La cornemuse est un instrument pluriel. Selon l'endroit où on la trouve, elle n'est jamais la même, et pourtant il s'agit toujours d'une cornemuse, reconnaissable tant par sa forme particulière que par ses sons continus : clarinette ou hautbois à bourdon(s), le sac en peau d'où sortent ses tuyaux sonores et qui gonfle entre les bras de son joueur l'identifie clairement, faisant d'elle un instrument étonnant. Chacune est bien sûr unique et parler de cornemuses revient finalement à évoquer un ensemble riche de variété et de diversité quant à sa forme ou ses dénominations, son potentiel sonore ou ses pratiques musicales.

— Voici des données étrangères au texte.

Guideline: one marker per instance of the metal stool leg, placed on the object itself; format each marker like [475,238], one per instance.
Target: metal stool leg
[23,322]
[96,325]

Un instrument qui couvre toute l'Europe dont il déborde largement

Si l'on devait représenter l'Europe par un instrument, la cornemuse s'imposerait loin devant l'accordéon, la clarinette ou le violon pourtant nés sur ce continent. Encore rare, mais connue à l'époque romaine sous le terme évocateur de utriculus (sous-entendu tibia, soit tuyau à outre, de uter, outre), ­puis omniprésente au Moyen Age, on la trouve aujourd'hui dans toute l'Europe, jusqu'aux confins de l'Oural et du Caucase. Elle est connue aussi en Inde, et ce, avant l'arrivée des Britanniques, dans le golfe persique et sur la rive septentrionale de la Méditerranée. Etant donné son extension géographique qui correspond à toute l'Europe, l'Afrique du Nord pour partie, et, sporadiquement, à l'Asie occidentale, et vu son absence dans les pays extrême-orientaux, d'aucuns penchent en faveur d'une origine indo-européenne de l'instrument. Mais en l'absence de sources historiques ou archéologiques, il s'agit-là d'hypothèses qui restent à confirmer ou à invalider.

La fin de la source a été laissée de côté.